I guess this one doesn’t need much explanation, but it’s still something I see people missing from time to time. Take pride in your work! Care about the code you produce! I usually think of my poor future self, having to deal with my crappy code, when I’m tempted to be lazy and cut a corner. You don’t have to take this to an extreme — I used to joke at Google that other engineers treated their code like a pet, where my relationship with mine was more like a ranchers — pragmatic, not sentimental. But even still, I always hate it if my code isn’t well designed, doesn’t work well, isn’t readable, all that stuff.

Cheap, fast, right — pick two.

This is the iron triangle of software. This is the way the world of software engineering works. But it’s not an excuse for complacency. In fact, this is your opponent every single day. The difference between good and great programmers is often measured in how well they navigate the iron triangle. And really great ones find ways to bend it and get some of all three, more often than not. Try to be that kind of programmer — can you find a more elegant design that’s faster to build and is still right? Can you relax some constraint in the spec to get to the goal more quickly? You might not always be able to do that; in fact, you won’t beat the triangle. But if nothing else, make sure you understand what compromise you are choosing, and why, and that it’s the right one for the current situation.

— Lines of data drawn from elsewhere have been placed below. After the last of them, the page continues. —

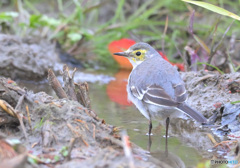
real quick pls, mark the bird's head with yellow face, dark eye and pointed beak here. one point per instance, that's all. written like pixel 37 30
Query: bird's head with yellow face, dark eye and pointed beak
pixel 138 52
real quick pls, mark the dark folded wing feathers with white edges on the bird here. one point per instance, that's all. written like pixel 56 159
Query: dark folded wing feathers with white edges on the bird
pixel 156 95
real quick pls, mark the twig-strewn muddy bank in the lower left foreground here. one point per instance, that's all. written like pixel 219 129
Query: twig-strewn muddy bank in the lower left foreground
pixel 63 133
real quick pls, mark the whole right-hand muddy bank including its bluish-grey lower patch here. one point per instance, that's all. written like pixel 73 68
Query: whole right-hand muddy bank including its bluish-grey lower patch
pixel 217 97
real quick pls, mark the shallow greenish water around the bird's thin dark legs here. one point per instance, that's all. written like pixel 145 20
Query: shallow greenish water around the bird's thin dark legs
pixel 129 118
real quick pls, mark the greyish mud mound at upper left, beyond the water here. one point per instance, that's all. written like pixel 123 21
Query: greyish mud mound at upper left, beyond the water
pixel 27 59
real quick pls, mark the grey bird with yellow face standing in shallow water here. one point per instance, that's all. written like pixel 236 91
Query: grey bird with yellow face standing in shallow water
pixel 156 87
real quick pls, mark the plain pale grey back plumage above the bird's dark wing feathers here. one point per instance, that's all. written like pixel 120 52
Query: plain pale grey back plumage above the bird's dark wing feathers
pixel 158 73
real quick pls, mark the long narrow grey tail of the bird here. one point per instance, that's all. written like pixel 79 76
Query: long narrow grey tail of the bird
pixel 192 113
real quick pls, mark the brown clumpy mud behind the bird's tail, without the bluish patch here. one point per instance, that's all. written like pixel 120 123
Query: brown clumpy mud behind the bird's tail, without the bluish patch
pixel 209 91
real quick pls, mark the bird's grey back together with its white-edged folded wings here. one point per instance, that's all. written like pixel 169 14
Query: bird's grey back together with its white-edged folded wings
pixel 160 84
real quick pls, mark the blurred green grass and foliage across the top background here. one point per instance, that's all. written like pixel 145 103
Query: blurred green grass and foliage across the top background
pixel 84 28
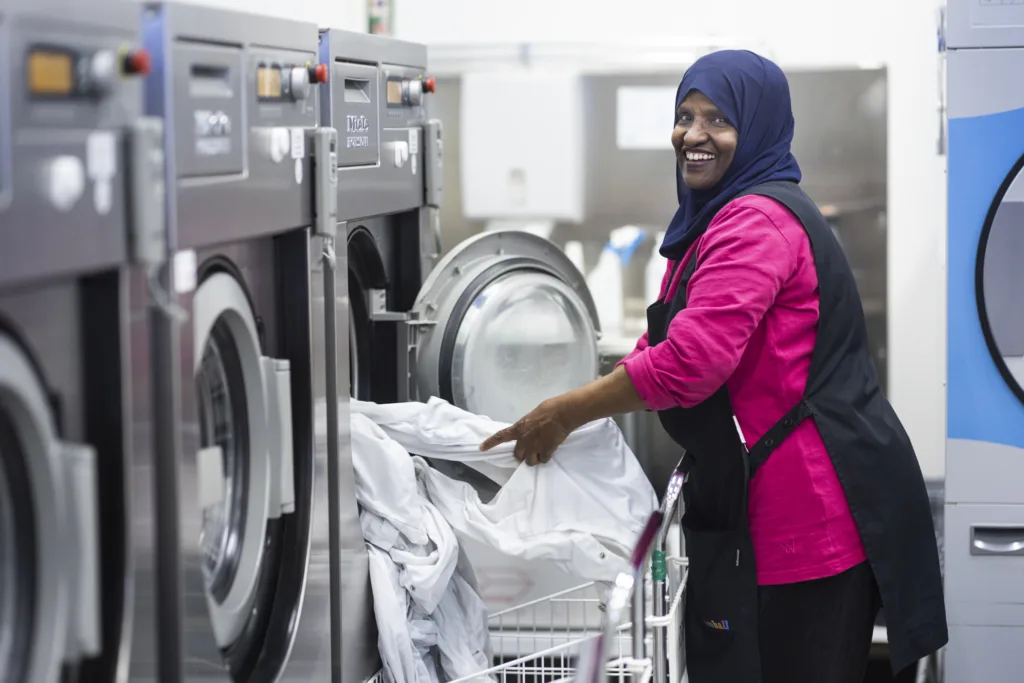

Conclusion: Be curious. Learn as much as you can, all the time.

Okay, this one is more career advice than anything else. But if you’re not curious and don’t really care that much about learning new things as an engineer and don’t care about new tech or new languages or new ideas, then why are you here? By no means are my principles perfect or an absolute representation of thinking/acting like a successful engineer, but I’m willing to bet there’s a fair amount of overlap with what others might be thinking. I’d love to hear your thoughts.